Monday, February 20, 2017

We have no center anymore… the labels of “democrat” and “republican” are bankrupt


The political is now a binary of illiberal extremes; the “right” is increasingly rabid and the “left” is so regressive that both sides may be irredeemable at this point.

In our current climate, almost nothing should be more obvious than the absurdity of labeling oneself as a “democrat” or a “republican.”  Only those who are enamored with the sound of their own partisan BS could possibly think that this duality still has any merit or consequence.  I suspect that more and more people sense how imbecilic and farcical it is to pretend as if any issue could be easily and neatly bifurcated in such a way.  “Liberal” and “conservative” don’t fare much better because these terms are loaded with such emotional baggage that they have become nothing more than ways to end a conversation rather than serve as a starting point.  We need a new “center.”  But how?

If you have gotten this far, this post is for you — an individual who refuses to succumb to the intellectual retrogression that has gone viral in our culture and inevitably leads one into a pit of confusion and factional hysteria. Allow me to suggest a possible pathway out of this cerebral chasm; I will attempt the reclamation of a very misunderstood word… “liberal.”

To say that this word is encumbered with connotations is an understatement. Highly uninformed folks on the right will shudder at the sight of it just as thoroughly ignorant folks on the left will get dewy-eyed at the sound of it.  Ready for the facts?  Democrats and Republicans, left and right, “regressives” and “neo-cons” are ALL “liberals”...  Is this crazy talk? Allow me to make sense of it.

We are all sons and daughters of what is known as the “liberal” enlightenment (Google it… you might be surprised by what you learn).  The Framers of the Declaration and the Constitution were greatly influenced by the likes of Thomas Paine and John Locke, among many others.  In a nutshell, liberalism is a philosophy that encompasses concepts such as: property rights, civil rights, liberty, equality, individualism, and rationalism, often with close attachments to the idea of progress, market economics, and internationalism.  

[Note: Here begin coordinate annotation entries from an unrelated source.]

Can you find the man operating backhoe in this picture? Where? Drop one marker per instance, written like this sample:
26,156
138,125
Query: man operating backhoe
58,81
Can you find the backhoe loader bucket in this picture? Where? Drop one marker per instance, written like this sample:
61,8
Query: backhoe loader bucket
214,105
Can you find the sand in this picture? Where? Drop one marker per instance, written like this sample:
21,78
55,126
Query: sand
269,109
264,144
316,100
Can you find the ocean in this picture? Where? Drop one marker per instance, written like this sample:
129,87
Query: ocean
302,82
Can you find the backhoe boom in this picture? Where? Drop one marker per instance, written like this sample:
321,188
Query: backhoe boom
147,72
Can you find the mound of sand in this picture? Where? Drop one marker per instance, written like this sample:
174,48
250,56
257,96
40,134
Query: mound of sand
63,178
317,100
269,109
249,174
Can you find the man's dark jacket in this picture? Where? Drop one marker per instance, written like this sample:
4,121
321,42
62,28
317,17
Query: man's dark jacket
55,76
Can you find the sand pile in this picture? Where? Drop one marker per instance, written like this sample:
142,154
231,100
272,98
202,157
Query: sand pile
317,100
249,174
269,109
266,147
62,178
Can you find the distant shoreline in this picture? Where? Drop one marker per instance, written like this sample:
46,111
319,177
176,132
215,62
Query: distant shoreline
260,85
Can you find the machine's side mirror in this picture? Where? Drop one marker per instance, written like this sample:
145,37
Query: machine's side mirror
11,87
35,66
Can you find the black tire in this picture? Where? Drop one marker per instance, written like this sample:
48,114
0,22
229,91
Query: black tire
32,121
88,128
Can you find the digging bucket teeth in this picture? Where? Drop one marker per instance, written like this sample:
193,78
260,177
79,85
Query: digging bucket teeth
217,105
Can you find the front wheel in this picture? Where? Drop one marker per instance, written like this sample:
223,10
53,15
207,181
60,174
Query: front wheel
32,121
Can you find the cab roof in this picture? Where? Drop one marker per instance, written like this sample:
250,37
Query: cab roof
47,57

These *liberal* cornerstones are no less important today than they were in 1776; there is not a progressive, a conservative or an “alt-right theocon” who wouldn’t defend their right to own property, pursue being an entrepreneur or practice freedom of their religion to name only a few.  So-called “conservatives” and “progressives” are merely particular flavors on the broad spectrum of general principles that constitute liberalism.


Ultimately, it may be the case that rescuing the tradition of “liberalism” is a hope whose ship has sailed.  The reclamation of “liberal” from the burdensome and politically-laden term “left” may be impossible at this point.  I have tried to furnish a new perspective on the issue and one can only hope to reinvigorate the public’s interest in the tradition that is the thread that makes up the fabric of this country.  We need a new center for our politics; the very possibility of intelligible and productive discourse seems to depend on it, indeed, require it.